How To Create And Install GIMP Brushes For Beginners

by Paul

There's many reasons for creating your own brushes. It can seem a daunting task, but it's actually quite the opposite!

There'll come a time in your GIMP career where the brushes that it provides for you simply won't cut it and you'll have to create your own. Fortunately, this is much easier than you might think.

Most other sources try and overcomplicate the process of making a brush, but they really needn't. It's even simpler if all you wish to do is use a brush that someone else has already created!

Like most things with GIMP, it's enjoyable to create and play around with the results - the brushes won't go away so you might find a use for them in the future.

If you're unsure about any of the basics of GIMP, you can find out about them here.

Creating A Brush

If you've found yourself on this article, you're likely to already have an idea as to what you want the brush to be. However, if you've not, simple designs often work best ensuring they're of a relatively small size.

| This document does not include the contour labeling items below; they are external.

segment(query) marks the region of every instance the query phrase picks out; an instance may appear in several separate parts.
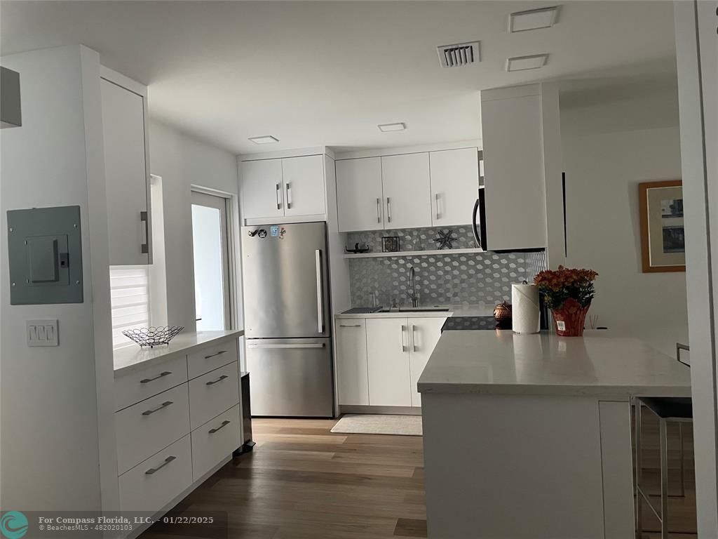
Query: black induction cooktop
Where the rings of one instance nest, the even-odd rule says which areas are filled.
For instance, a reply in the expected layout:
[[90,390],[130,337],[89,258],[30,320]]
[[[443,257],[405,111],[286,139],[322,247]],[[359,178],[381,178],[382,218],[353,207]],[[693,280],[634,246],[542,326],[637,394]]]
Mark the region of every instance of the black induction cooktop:
[[510,329],[511,321],[499,323],[493,316],[457,316],[447,318],[442,331],[472,331],[477,329]]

I'll be using the following shamrock design I've created which would be perfect for St Patrick's day or any other Irish picture's needs! It's perhaps slightly more detailed than you'd want a brush to be, but GIMP comes with a bell pepper brush which besides being curious as to why they've included it (I've still no idea why!), is far more detailed than mine.


Once you've got your design, adding it to your current brushes is easy. Simply go to File->Export and locate the GIMP files. By default, this can be found by clicking on your user on the left hand panel of the export window and then the .gimp2.8 folder in the main panel if you're using the latest version.

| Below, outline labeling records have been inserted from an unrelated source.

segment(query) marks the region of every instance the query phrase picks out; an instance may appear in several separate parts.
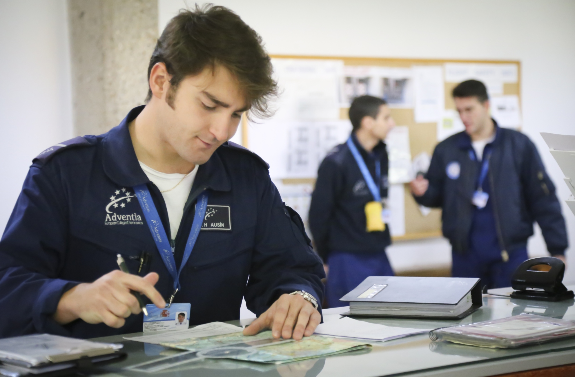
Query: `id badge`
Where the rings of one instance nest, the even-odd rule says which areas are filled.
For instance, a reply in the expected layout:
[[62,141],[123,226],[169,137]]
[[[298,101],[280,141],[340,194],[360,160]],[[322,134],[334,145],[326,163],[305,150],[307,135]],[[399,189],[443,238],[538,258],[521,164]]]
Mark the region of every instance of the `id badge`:
[[381,221],[384,224],[389,224],[392,221],[392,211],[388,207],[388,200],[384,199],[381,203],[383,207],[381,210]]
[[172,304],[170,308],[163,308],[148,304],[145,308],[148,315],[144,316],[144,332],[187,330],[189,326],[189,304]]
[[477,191],[473,193],[473,199],[471,203],[478,208],[481,209],[487,205],[487,201],[489,199],[489,195],[483,191]]
[[368,232],[382,232],[385,224],[382,220],[383,207],[381,202],[369,201],[365,205],[366,230]]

If you're not using the latest version, you'll just have a different number after .gimp. The process should be exactly the same.

After you're in the .gimp2.8 folder, find the brushes folder and here's where you'll be saving the brush file.

However, we need to make sure that we're saving it as a brush file. To do this, click the plus button beneath "Select File Type" and select "GIMP brush" from the list. Finally, click export.


Accessing Brushes In GIMP

Now we have our brush in the correct folder, we need to update GIMP to reflect this. Open up the brushes dialogue by pressing Shift+Ctrl+B.

Press the refresh button in the bottom right corner of the dialogue. This synchronises all of the brush files in the brush folder with the current instance of GIMP that's running.

Once you've pressed that, you should notice your new brush amongst the rest.

Brushes dialogue

Select your brush, then the brush tool and you're done!

Take note of the "Spacing" value. This value is the value in pixels between each placement of the brush. The higher this value, the more space in between each placement.


The image above shows a 10, 25, 50, 75, 100, and 150px gap respectively. You can see how it evenly separates the shamrocks which can be very useful when utilising the brushes. 

Adding Premade Brushes

Adding a premade brush couldn't be simpler - unzip the file and add the .gbr files to the same folder as before and follow the previous steps for synchronising the brushes.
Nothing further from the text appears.